Toute sa vie, George Steiner a enseigné la littérature comparée. Il a été un représentant exemplaire de cette discipline dont il arrive trop souvent qu’on connaisse le nom sans bien savoir à quoi elle correspond. Aux gens que je rencontre, même fort intellectuels, et qui ouvrent de grands yeux ronds quand je leur dis que je suis comparatiste, j’ai pris l’habitude de citer le nom de George Steiner pour qu’ils comprennent de quoi il s’agit. En général, c’est très efficace : depuis Etiemble — et avant William Marx qui vient d’être élu au Collège de France et qui y occupe la toute première chaire consacrée à cette discipline, absente de bien des institutions —, aucun représentant de la littérature comparée n’aura autant fait rayonner cette discipline.

Steiner y est parvenu, et son œuvre est capitale pour cette raison même. La littérature comparée consiste à étudier les grands phénomènes littéraires, les grands courants esthétiques, les grands thèmes et mythes qui font vivre la littérature, sans se limiter à une seule langue ou à une seule époque, mais en montrant comment ils ont circulé d’une langue à l’autre, d’un pays à l’autre, d’un continent à l’autre, et même d’un art à l’autre, quand la littérature inspire la peinture, l’opéra, le cinéma, la danse, à moins que ce ne soit l’inverse. Un comparatiste est avant tout quelqu’un qui pense qu’on ne peut pas prétendre comprendre vraiment ce qu’est « la » littérature si l’on reste à jamais prisonnier de frontières nationales : il rejoint ainsi la culture des écrivains eux-mêmes, car il n’y a sans doute pas d’auteur de quelque importance qui ne se soit nourri de lectures d’œuvres étrangères, et même de la fréquentation des arts en général. Et si l’on fait remarquer que c’est là un grand paradoxe, puisqu’un écrivain est par définition prisonnier de la langue dans laquelle il œuvre, et qu’il appartient d’abord à sa littérature nationale, on répondra que c’est bien la raison pour laquelle la traduction, qui fait circuler les œuvres d’une langue à l’autre, revêt une importance cruciale : George Steiner n’a pas manqué de consacrer à ce phénomène un livre majeur, Après Babel (1978), qui aura permis à beaucoup de lecteurs novices en la matière de percevoir l’étendue de ce phénomène, longtemps relégué au second plan des préoccupations savantes, et pourtant d’une importance cruciale pour l’histoire littéraire comme pour la compréhension de la création elle-même.

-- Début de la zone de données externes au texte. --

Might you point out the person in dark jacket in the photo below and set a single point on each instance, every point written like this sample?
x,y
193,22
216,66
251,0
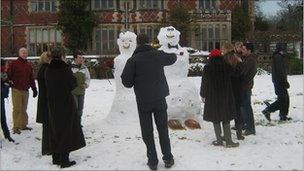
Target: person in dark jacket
x,y
217,93
280,82
145,72
42,106
4,94
231,57
21,77
248,72
64,124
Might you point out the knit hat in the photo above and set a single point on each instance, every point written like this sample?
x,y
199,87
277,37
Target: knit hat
x,y
215,53
249,46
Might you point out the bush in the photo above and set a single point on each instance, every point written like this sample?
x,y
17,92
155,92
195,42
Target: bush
x,y
295,65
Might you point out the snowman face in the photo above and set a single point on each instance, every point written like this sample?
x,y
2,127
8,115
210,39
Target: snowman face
x,y
168,35
126,42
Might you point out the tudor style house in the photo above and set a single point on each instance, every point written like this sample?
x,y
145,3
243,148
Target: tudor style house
x,y
31,23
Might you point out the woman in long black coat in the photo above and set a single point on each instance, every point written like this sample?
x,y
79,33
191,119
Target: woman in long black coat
x,y
65,131
216,90
42,106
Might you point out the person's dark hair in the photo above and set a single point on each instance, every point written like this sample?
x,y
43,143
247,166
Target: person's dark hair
x,y
280,47
3,62
76,53
57,53
142,39
249,46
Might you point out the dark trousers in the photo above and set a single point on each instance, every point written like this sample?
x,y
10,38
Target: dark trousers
x,y
282,102
159,109
3,120
247,113
79,100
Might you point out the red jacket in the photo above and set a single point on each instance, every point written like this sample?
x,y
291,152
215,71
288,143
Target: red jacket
x,y
20,72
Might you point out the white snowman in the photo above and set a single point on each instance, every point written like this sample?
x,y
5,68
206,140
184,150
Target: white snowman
x,y
184,105
124,104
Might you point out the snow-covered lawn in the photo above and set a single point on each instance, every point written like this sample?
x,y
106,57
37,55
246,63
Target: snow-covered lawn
x,y
112,147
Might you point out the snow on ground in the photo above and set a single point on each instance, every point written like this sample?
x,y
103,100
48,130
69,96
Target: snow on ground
x,y
276,146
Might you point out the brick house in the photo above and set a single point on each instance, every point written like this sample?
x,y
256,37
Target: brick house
x,y
31,23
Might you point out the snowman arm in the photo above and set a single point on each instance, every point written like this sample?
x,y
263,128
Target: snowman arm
x,y
203,84
167,58
127,76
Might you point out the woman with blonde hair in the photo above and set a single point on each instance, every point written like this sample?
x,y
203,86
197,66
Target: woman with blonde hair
x,y
234,60
42,107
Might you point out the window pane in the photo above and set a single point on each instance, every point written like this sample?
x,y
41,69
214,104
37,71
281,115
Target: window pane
x,y
217,32
52,35
40,6
96,4
32,35
32,49
39,36
98,47
210,33
47,6
207,4
103,4
45,36
58,36
53,4
111,3
148,4
34,6
97,35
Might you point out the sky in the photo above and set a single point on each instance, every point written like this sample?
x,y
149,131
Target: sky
x,y
269,7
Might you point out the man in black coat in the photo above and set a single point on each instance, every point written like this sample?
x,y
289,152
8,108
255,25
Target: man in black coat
x,y
145,71
248,72
64,124
279,79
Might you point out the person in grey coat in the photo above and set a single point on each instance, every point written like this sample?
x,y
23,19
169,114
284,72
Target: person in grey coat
x,y
145,72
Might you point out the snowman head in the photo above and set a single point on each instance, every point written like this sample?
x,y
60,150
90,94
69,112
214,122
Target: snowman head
x,y
168,35
126,42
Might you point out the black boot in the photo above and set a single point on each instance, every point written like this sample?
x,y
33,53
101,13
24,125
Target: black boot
x,y
152,166
266,113
169,163
227,135
218,132
56,158
65,161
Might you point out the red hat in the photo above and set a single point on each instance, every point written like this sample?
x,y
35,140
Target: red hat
x,y
215,53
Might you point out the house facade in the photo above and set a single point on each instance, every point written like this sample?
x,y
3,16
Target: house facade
x,y
32,23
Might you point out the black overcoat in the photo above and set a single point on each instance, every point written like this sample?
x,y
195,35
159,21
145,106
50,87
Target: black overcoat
x,y
217,90
65,131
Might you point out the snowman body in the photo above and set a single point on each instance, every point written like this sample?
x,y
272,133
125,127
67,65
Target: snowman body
x,y
184,101
124,107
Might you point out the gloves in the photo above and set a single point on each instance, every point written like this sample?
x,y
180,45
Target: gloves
x,y
35,92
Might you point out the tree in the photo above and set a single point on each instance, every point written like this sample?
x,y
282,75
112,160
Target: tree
x,y
180,18
77,23
240,23
290,18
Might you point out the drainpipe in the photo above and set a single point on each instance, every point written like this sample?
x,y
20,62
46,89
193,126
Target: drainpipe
x,y
11,28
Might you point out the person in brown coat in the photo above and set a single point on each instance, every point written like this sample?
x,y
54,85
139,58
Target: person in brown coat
x,y
42,105
64,124
231,58
216,92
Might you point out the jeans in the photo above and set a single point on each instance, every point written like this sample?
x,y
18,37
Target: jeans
x,y
3,120
146,111
79,100
282,102
247,113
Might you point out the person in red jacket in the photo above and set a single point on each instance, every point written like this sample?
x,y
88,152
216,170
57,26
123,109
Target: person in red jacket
x,y
20,74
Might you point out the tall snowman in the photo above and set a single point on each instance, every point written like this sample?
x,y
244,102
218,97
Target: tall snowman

Né en 1929 à Neuilly dans une famille juive issue de la Vienne des Habsbourg, élève du lycée Janson-de-Sailly, et à partir de 1940 du Lycée français de New York, George Steiner a parlé à égalité allemand, français et anglais dès sa prime jeunesse. C’est ce trilinguisme parfait qui le prédisposait à être un éminent comparatiste. Pour le devenir pleinement il ajouta à ces trois langues, par ses études, la connaissance de ces langues fondatrices que sont le latin et le grec — sans lesquelles ils n’eût pas écrit comme il l’a fait sur la tragédie, ou sur le mythe d’Antigone —, puis celle d’un certain nombre d’autres langues vivantes, dont le russe — un de ses premiers livres fut consacré à l’opposition fondamentale entre Tolstoï et Dostoïevski, deux auteurs entre lesquels se déroule comme le combat titanesque d’où est sortie toute la fiction moderne. Passionné par les cultures d’Europe centrale, pas seulement parce que ses ancêtres en provenaient, il voyagea beaucoup dans les pays de l’Est dans l’immédiat après-guerre et put observer ce que signifiait le poids du totalitarisme sur la vie de l’esprit.

L'incarnation ultime du « critique-écrivain »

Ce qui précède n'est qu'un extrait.